The most critical of these considerations in the success of being able to recover a virtual machines without reinstalling is the presentation of the disk interface. The operating system can be repaired by modifying the boot devices identified in the boot loader and in the file system table.
The presentation of the boot disk can be very different between hypervisors. This is analogous to removing a hard drive from an IDE controller and attaching it to a SCSI or ATA controller and expecting the installed operating system to boot and run properly. With a windows operating system the usual result is the Blue Screen of Death (BSOD) with a 0x0000007B error. This error is generally associated with critical boot device driver not being available for the bus the disk is on.
With Linux operating systems the issue is not a critical boot device, but rather a path to the /root partition. The most common Linux boot loader is Grub. Depending on the distribution Grub has the path to the root defined in the boot loader entry. Another item used by many Linux distributions is the File system Table or fstab. Fstab is simply a file that serves as a shortcut to the location of operating system volumes such as root, swap, var, etc.

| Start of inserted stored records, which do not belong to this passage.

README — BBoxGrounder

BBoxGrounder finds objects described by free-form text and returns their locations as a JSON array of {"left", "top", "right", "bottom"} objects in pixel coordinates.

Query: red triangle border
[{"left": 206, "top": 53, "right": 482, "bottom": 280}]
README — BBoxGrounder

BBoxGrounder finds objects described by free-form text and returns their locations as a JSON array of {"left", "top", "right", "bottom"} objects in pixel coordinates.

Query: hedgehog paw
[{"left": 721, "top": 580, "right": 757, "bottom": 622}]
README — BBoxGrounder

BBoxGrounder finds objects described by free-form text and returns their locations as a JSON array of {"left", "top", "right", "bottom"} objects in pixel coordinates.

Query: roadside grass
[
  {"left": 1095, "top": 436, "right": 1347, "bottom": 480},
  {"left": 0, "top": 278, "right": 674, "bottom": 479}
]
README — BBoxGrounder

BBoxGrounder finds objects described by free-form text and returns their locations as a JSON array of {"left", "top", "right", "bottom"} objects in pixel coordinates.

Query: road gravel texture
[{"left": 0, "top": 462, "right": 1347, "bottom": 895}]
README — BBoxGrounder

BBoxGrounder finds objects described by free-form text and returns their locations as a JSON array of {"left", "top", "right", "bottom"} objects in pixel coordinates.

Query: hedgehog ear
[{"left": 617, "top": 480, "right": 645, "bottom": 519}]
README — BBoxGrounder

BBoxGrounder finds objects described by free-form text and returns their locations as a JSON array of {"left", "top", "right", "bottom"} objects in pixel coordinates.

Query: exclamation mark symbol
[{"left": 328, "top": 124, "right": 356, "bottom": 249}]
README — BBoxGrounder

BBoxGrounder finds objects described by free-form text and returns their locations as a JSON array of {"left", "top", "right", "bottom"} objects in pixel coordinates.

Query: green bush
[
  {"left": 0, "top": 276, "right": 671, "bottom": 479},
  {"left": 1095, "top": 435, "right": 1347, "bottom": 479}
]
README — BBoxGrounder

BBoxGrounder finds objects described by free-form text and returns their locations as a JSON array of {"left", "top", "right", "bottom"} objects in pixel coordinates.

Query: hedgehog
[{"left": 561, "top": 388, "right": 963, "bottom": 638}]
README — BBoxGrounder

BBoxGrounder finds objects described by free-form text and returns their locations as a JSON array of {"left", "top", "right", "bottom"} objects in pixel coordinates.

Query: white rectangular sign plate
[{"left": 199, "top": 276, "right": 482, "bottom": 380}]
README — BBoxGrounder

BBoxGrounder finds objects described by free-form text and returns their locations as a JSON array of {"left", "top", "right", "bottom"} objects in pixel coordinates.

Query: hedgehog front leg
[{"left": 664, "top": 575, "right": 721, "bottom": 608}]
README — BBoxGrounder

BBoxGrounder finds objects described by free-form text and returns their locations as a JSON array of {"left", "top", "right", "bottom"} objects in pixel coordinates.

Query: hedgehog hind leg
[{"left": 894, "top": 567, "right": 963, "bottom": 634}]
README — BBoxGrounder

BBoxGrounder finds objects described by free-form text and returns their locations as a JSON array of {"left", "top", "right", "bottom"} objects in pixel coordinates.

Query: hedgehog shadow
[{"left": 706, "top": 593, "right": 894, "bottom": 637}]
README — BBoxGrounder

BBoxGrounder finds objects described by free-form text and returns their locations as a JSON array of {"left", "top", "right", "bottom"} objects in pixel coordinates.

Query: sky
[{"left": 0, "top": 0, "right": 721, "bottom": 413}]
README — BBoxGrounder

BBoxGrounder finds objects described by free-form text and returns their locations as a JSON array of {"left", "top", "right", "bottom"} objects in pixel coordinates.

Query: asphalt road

All of these entries can be edited after mounting the installation volume.
The most resilient of the operating systems to migration is RedHat. The current RedHat distributions appear to use virtual points to the disk volumes. Instead of /hda for IDE 0 or /sda for SCSI 0 I notice /VolGroup00, a more generic descriptor for the first boot disk.
Virtual machine tools may have secondary impacts and errors related to supporting applications such as XWindows or VNC Server that are running within the virtual machine. There are also downstream situations where a particular set of virtual machine tools has a negative impact on a new envirnonment (ie. The VMware tools have a negative performance impact when they run within a VM hosted on Hyper-V or XenServer).
In the case of a paravirtualized kernel the result depends on the host system being migrated to. The result could be that the VM continues to function, or the VM could fail to boot with a kernel error because the new host does not support the kernel of the previous host. This is a more complicated case and will need to be considered on a case by case basis.
Differences between hypervisors:
From a user perspective all hypervisors provide similar services – they host and run virtual machines. However, the architecture and implementation of each is very different.
Focusing on how a hypervisor presents virtual disks to a virtual machine will be the remainder of this writing. If a virtual machine cannot boot after migration, then the exercise has been considered a failure.
The Hyper-V model is that the booting volume of an operating system must be installed on a virtual IDE controller. For a windows virtual machine this is what we commonly refer to as the C:\ or C:\Windows volume. In the Linux world, this is where the boot loader and the root volume reside.
Therefore, when Hyper-V is the source an IDE interface can be assumed.
The ESX model has always been SCSI. All disks of a virtual machine appear to the installed operating system as residing on a SCSI controller. Historically, this presented installation challenges as some operating systems, such as Windows XP and Windows 2003, did not include a compatible SCSI driver.
Only in vSphere 4 is this model changed, to allow the option of IDE. However, in the Release Candidate the default controller is still SCSI.
In the XenServer world the disk devices can begin to appear very strange. XenServer virtual machines can see disk devices are IDE, SCSI, or a SCSI-like controller. Much of this behavior is defined by the template that was used to create the virtual machine combined with paravirtualization awareness of the OS.
A Windows operating system will behave as if the boot device is IDE. However a Linux operating system can identify a variety of devices such as /hda, /sda, /xvda, and /QEMU.
Moving virtual Machines in practice
In practice a Windows virtual machine will move between XenServer and Hyper-V rather easily. There is usually the recognition of new devices on the receiving platform, but generally nothing that cannot be repaired, nor prevents booting the operating system.
From or to VMware was the historic problem because of the need to change from a SCSI controller to something else. For Windows operating systems this requires the injection of a critical boot device driver that supports the new platform.